Диссидентская жизнь тех лет напоминала (со стороны) опасный и веселый карнавал. Скажем, когда становилось известно, что у кого-то идет обыск, то остальные мигом подхватывались и слетались на квартиру терпящего бедствие, всячески мешаясь под ногами обыскивающих и над ними изгаляясь. При том, что совершались посадки – и на нешуточные сроки, – КГБ бояться было не принято. В кодекс поведения входили своеобразный шик презрения к властям и всяческая бравада. Конечно, все это было в вопиющем контрасте с истинно паническим ужасом перед КГБ законопослушных обывателей.
Однажды Тоша принес «Житие» протопопа Аввакума и принялся читать вслух; дойдя до знаменитого разговора протопопа с матушкой по пешему сибирскому пути на поселение, он стал хлюпать носом – бутылка была уж пуста, – а потом разрыдался.
Я обожал его. Все его неврастенические «артистизмы» числил по разряду очаровательных чудачеств гения. Он знал все из того, что стоило знать, и поощрял мои литературные опыты; он был смел, а на стене в его квартире в беспросветном Зюзине красовалась фотография Анны Андреевны, снятой на пленэре, с ее автографом наискось «Тоше Якобсону – под вязами». Я был невероятно польщен, когда он поднес мне томик Верлена со своими переводами и с надписью «Коле Климонтовичу от его читателя», – эта книжечка и сейчас у меня на полке. Как-то мои родители подарили ему байковую пижаму. Он заявил, что такого выходного костюма у него отродясь не было и что в этой-то пижаме он и отправится на вечеринку к Арсению Тарковскому. И отправился.
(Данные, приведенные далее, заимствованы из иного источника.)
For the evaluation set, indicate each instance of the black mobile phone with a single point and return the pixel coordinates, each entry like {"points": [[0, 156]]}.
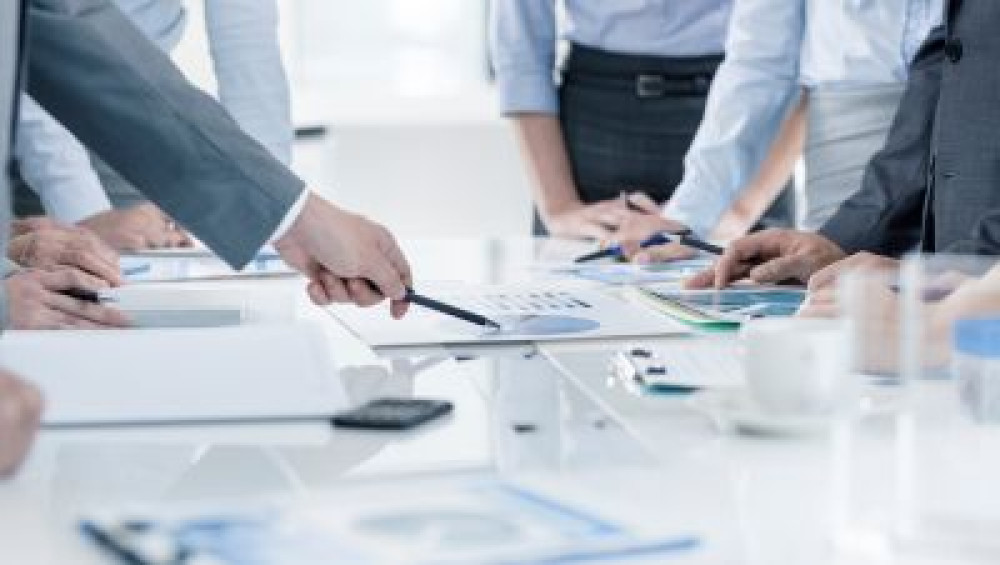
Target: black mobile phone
{"points": [[392, 413]]}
Припертый к стенке КГБ, Тоша согласился эмигрировать. На проводах он был трезв, страшно печален, глядел пассажиром тонущего «Титаника».
В Израиле он работал грузчиком на мельнице. Потом его взяли ассистентом на кафедру славистики Иерусалимского университета. Но все продолжало сыпаться: он разошелся с женой, сын вдруг заделался израильским левым; Тоша женился на девочке-еврейке, эмигрантке из Ленинграда моих лет, завел сен-бернара и повесился в подвале своего дома жарким летним днем.